# Is my goat a little too boney?



## Shellshocker66 (Mar 19, 2012)

So I picked up a mini Nubian female last week, from a family who one member has health problems and they admit they didn't have time for the goats anymore.

I notice momma was a little on the skinny side when I got her and asked what they were feeding her. The reply was just some grass hay and of course whatever was in the pasture (which was pretty short grass). Momma also has a buckling that is still nursing that I also purchased.
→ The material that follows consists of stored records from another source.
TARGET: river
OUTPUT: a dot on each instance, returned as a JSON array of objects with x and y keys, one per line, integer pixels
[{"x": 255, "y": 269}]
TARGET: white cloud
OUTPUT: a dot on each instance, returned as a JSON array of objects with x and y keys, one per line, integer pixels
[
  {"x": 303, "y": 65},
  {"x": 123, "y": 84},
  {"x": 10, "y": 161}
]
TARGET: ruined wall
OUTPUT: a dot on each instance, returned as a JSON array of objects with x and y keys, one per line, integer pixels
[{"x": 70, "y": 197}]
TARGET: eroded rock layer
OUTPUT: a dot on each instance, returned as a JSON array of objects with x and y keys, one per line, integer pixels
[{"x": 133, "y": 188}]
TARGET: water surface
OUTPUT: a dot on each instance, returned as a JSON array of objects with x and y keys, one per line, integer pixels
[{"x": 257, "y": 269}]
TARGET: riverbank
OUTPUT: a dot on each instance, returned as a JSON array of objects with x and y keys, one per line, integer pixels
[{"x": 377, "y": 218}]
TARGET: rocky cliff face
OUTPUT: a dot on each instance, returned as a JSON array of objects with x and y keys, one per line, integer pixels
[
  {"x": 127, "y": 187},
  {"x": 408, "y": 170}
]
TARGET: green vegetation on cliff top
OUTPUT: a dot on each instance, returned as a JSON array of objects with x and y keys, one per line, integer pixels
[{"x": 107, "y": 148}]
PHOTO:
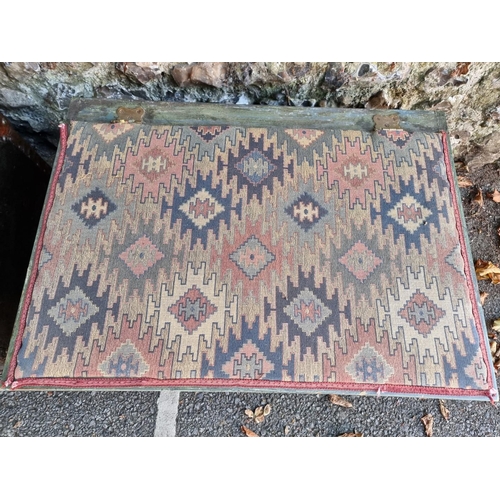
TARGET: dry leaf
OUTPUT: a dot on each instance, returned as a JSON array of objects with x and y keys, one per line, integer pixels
[
  {"x": 337, "y": 400},
  {"x": 428, "y": 421},
  {"x": 248, "y": 432},
  {"x": 479, "y": 197},
  {"x": 487, "y": 270},
  {"x": 495, "y": 196},
  {"x": 464, "y": 182},
  {"x": 444, "y": 411}
]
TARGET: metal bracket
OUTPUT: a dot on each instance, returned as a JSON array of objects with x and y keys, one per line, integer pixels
[
  {"x": 383, "y": 121},
  {"x": 129, "y": 115}
]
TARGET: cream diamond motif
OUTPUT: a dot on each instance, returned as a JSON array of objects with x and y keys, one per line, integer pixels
[
  {"x": 252, "y": 257},
  {"x": 409, "y": 213},
  {"x": 201, "y": 208},
  {"x": 72, "y": 311},
  {"x": 307, "y": 311}
]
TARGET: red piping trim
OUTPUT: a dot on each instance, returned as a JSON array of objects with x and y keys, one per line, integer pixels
[
  {"x": 243, "y": 383},
  {"x": 34, "y": 270},
  {"x": 465, "y": 255}
]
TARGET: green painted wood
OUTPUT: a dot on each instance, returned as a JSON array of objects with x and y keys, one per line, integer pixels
[
  {"x": 173, "y": 113},
  {"x": 170, "y": 113}
]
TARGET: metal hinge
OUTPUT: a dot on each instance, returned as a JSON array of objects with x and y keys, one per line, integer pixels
[
  {"x": 383, "y": 121},
  {"x": 129, "y": 115}
]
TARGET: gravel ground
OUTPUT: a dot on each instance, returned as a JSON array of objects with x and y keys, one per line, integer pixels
[
  {"x": 77, "y": 413},
  {"x": 223, "y": 414}
]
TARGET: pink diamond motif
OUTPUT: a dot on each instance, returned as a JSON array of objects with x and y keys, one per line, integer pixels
[
  {"x": 141, "y": 255},
  {"x": 360, "y": 261},
  {"x": 421, "y": 313},
  {"x": 192, "y": 309}
]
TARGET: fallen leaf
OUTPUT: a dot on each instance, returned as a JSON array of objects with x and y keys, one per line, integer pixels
[
  {"x": 464, "y": 182},
  {"x": 337, "y": 400},
  {"x": 248, "y": 432},
  {"x": 428, "y": 421},
  {"x": 479, "y": 197},
  {"x": 487, "y": 270},
  {"x": 444, "y": 411},
  {"x": 495, "y": 196}
]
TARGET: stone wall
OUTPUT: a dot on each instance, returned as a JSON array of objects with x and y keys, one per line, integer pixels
[{"x": 35, "y": 96}]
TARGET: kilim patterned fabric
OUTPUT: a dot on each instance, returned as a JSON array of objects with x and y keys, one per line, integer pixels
[{"x": 233, "y": 257}]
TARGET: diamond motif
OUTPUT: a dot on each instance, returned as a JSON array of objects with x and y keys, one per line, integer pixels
[
  {"x": 126, "y": 361},
  {"x": 141, "y": 255},
  {"x": 360, "y": 261},
  {"x": 192, "y": 309},
  {"x": 307, "y": 311},
  {"x": 409, "y": 213},
  {"x": 72, "y": 311},
  {"x": 306, "y": 211},
  {"x": 369, "y": 366},
  {"x": 201, "y": 208},
  {"x": 153, "y": 163},
  {"x": 248, "y": 362},
  {"x": 93, "y": 207},
  {"x": 255, "y": 167},
  {"x": 421, "y": 313},
  {"x": 252, "y": 257}
]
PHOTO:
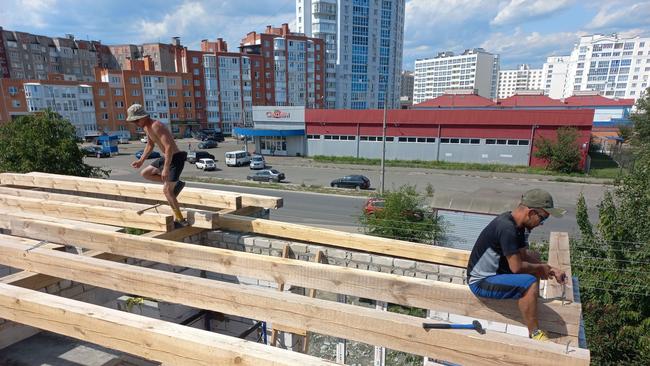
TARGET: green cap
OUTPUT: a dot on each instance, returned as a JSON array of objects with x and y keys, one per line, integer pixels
[{"x": 539, "y": 198}]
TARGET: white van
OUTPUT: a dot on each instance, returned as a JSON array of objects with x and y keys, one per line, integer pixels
[{"x": 237, "y": 158}]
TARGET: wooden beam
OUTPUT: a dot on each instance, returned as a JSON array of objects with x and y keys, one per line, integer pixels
[
  {"x": 153, "y": 339},
  {"x": 103, "y": 215},
  {"x": 196, "y": 218},
  {"x": 408, "y": 291},
  {"x": 373, "y": 244},
  {"x": 559, "y": 256},
  {"x": 191, "y": 196},
  {"x": 391, "y": 330}
]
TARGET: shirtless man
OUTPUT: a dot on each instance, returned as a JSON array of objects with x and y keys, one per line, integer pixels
[{"x": 166, "y": 169}]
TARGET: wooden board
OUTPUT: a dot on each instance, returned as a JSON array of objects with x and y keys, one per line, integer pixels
[
  {"x": 391, "y": 330},
  {"x": 102, "y": 215},
  {"x": 408, "y": 291},
  {"x": 153, "y": 339},
  {"x": 372, "y": 244},
  {"x": 193, "y": 196},
  {"x": 196, "y": 218},
  {"x": 559, "y": 256}
]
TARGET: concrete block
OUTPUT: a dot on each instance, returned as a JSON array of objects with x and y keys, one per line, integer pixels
[
  {"x": 382, "y": 261},
  {"x": 427, "y": 267},
  {"x": 404, "y": 263},
  {"x": 214, "y": 236},
  {"x": 337, "y": 253},
  {"x": 361, "y": 257},
  {"x": 262, "y": 242},
  {"x": 299, "y": 248}
]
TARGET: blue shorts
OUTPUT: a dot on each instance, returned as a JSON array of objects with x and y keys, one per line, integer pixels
[{"x": 503, "y": 286}]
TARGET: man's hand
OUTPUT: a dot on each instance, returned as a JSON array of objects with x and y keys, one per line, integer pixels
[
  {"x": 165, "y": 174},
  {"x": 560, "y": 275}
]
So I wormed her when I got her home and started her on a mixture of higher protein goat food, along with grass hay and some cob. She has a good appetite. Her stools are firm, but she is still a little boney along the spine and hips. I also have minerals available to them). She does have a good amount of milk in her udders that the boy is keeping down daily. She is acting perfectly normal (other then the high pitched screech that she has for a voice, which I decided sounds more like a bigfoot then a goat!).

Is this normal or should I be doing something else?

Thanks in advance!


----------



## xymenah (Jul 1, 2011)

With a kid on her and producing milk it sounds normal. Dairy goats have a tendency to be high in the hips which makes them look much thinner than they really are. Feel the sides of her back bone and see if there is any meat between that and her ribs. If not she is thin if there is she is fine. With being on just grass hay before it takes a bit to get that internal fat back on. If you really want to put some weight on her you can also try giving her some alfalfa too. How much grain are you feeding her and what is the brand? And how old is her kid?


----------



## Itchysmom (Apr 3, 2010)

My doe was pulled down quite a bit when she had her kids on her and I was milking her. Her hips are still prominate and she still needs weight by her back bone. Kids have been weaned for 4 months now. I give alfalfa and grass hay. She is starting to pick up weight now. Dairy goats if they are older will always look a bit thin to me!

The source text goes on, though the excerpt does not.